I’ve heard a lot of descriptions of fundraising over the years. In a recent interview with a major gift prospect for one of my clients, I heard him say that effective major gift fundraising combines the elements of elegance and brute force. His statement is, of course, hyperbole, but he’s right. These fundraising tactics are equally important. His point was that fundraisers constantly need to push forward with sophistication and dynamism to unpack a donor’s interests and inclinations, and to make an ask. Without all the elegant lead up, using brute force alone will not work. So, how do we really achieve the fine balance between elegance and brute force in fundraising?
Elegance, the long-term relationship
The elegance is in the messaging.

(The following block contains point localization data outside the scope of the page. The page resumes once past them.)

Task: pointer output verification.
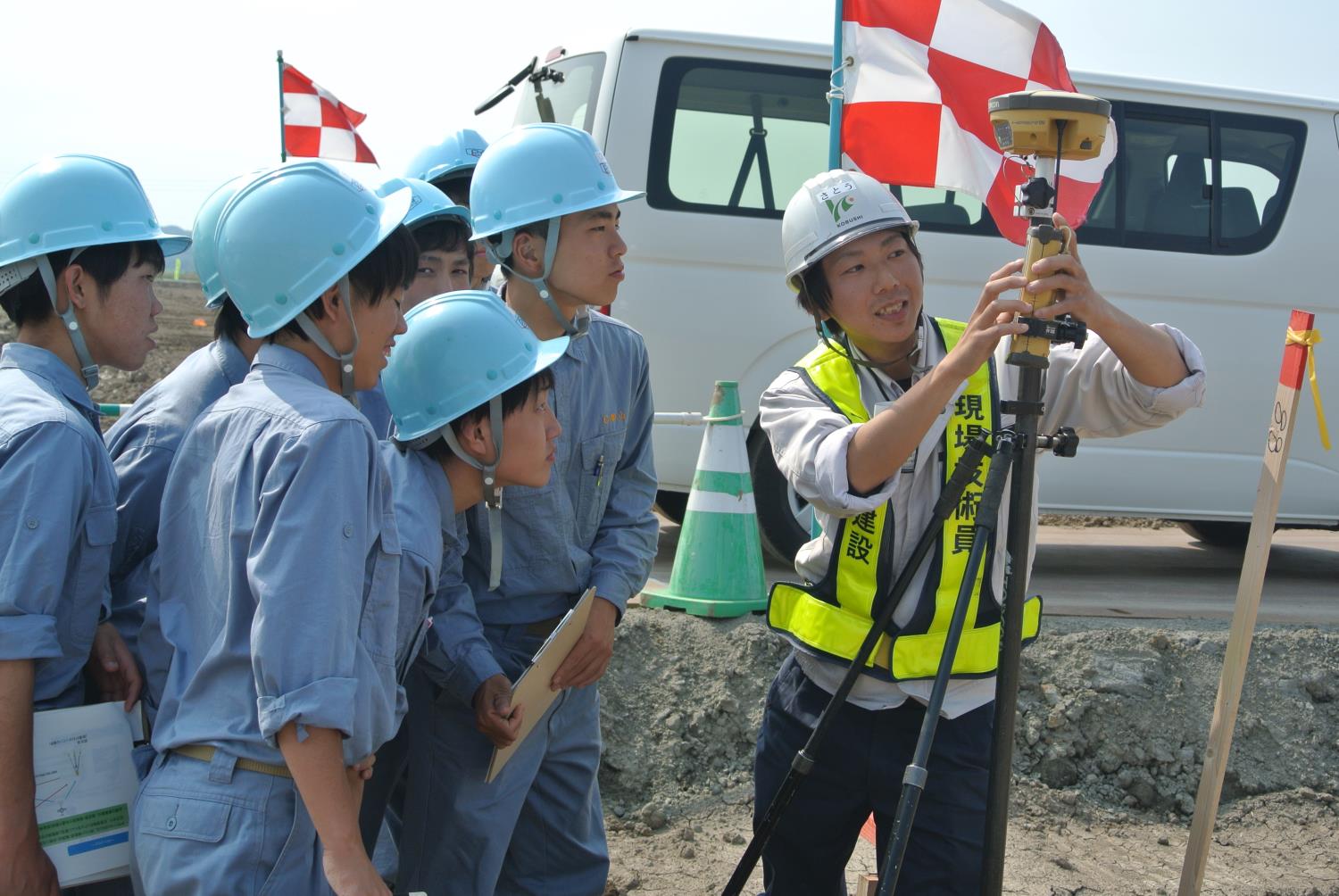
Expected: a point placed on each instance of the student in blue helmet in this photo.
(278, 560)
(144, 441)
(450, 166)
(461, 436)
(79, 248)
(546, 203)
(439, 225)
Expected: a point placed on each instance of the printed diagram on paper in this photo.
(83, 785)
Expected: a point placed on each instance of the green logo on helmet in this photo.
(840, 208)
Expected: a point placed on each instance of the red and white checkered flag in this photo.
(316, 123)
(916, 99)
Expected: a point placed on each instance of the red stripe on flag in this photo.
(967, 88)
(1049, 62)
(999, 201)
(905, 136)
(331, 115)
(303, 141)
(1295, 355)
(916, 21)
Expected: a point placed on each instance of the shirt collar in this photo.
(229, 359)
(434, 473)
(48, 366)
(287, 359)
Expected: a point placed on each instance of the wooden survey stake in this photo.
(1277, 442)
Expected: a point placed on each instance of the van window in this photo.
(736, 138)
(1196, 179)
(565, 96)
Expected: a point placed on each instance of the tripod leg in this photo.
(913, 780)
(1011, 635)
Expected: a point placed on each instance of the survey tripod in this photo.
(1047, 125)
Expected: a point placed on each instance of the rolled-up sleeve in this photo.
(43, 475)
(307, 567)
(624, 544)
(455, 654)
(809, 442)
(1092, 390)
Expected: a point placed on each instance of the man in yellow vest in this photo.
(867, 427)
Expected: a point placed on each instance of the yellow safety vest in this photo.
(833, 617)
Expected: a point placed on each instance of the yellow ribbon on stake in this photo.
(1311, 337)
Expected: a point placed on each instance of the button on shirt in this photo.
(276, 566)
(142, 444)
(58, 521)
(589, 527)
(1087, 388)
(431, 539)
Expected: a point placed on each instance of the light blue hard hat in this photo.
(461, 350)
(295, 232)
(72, 203)
(540, 171)
(428, 203)
(455, 154)
(204, 232)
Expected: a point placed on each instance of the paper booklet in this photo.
(532, 689)
(85, 786)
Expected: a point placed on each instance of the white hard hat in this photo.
(830, 211)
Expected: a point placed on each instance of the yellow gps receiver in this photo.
(1044, 126)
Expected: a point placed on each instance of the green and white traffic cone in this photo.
(718, 564)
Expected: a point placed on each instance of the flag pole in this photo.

Today, there are so many channels to deliver an organization’s value proposition – direct mail, email, social media, digital ad buys, one-on-one – that it is difficult to discern the message that triggered the gift. Often these donor touch points are not coordinated efforts that employ both philanthropic and traditional marketing strategies. On top of that, marketing and fundraising departments tend to jockey for control of the message. It may be time to reach across the aisle to create unified and motivating messaging to engage individuals new to your organization and to keep those already engaged, interested and incite them to do more. The message on the outer envelope should link to the digital ad in a search engine, to the banner on the website homepage, to the donate page, to the Facebook account, and to the monthly e-newsletter.
S&W was built on the idea that marketing and fundraising are intertwined – one drives the other. Creative and sophisticated marketing efforts are increasingly important in developing long-term relationships with donors, and as fundraisers, we need all the tools that are available.
Brute force, the short-term solution
Brute force is in the ask, and you cannot be afraid. One-on-one and peer-to-peer solicitations can never be replaced. A good fundraiser is proactive about creating these opportunities and providing volunteer leaders with the tools to make an ask, while convincing them that asking can be fun. All of the build-up, leads to the moment when a fundraiser waits for a “yes” or a “no”. Regardless of the answer, the ask is an instant – it happens and then you move on to steward the donor or to continue to cultivate the prospect, leading you right back to devising elegant, yet forceful fundraising strategies.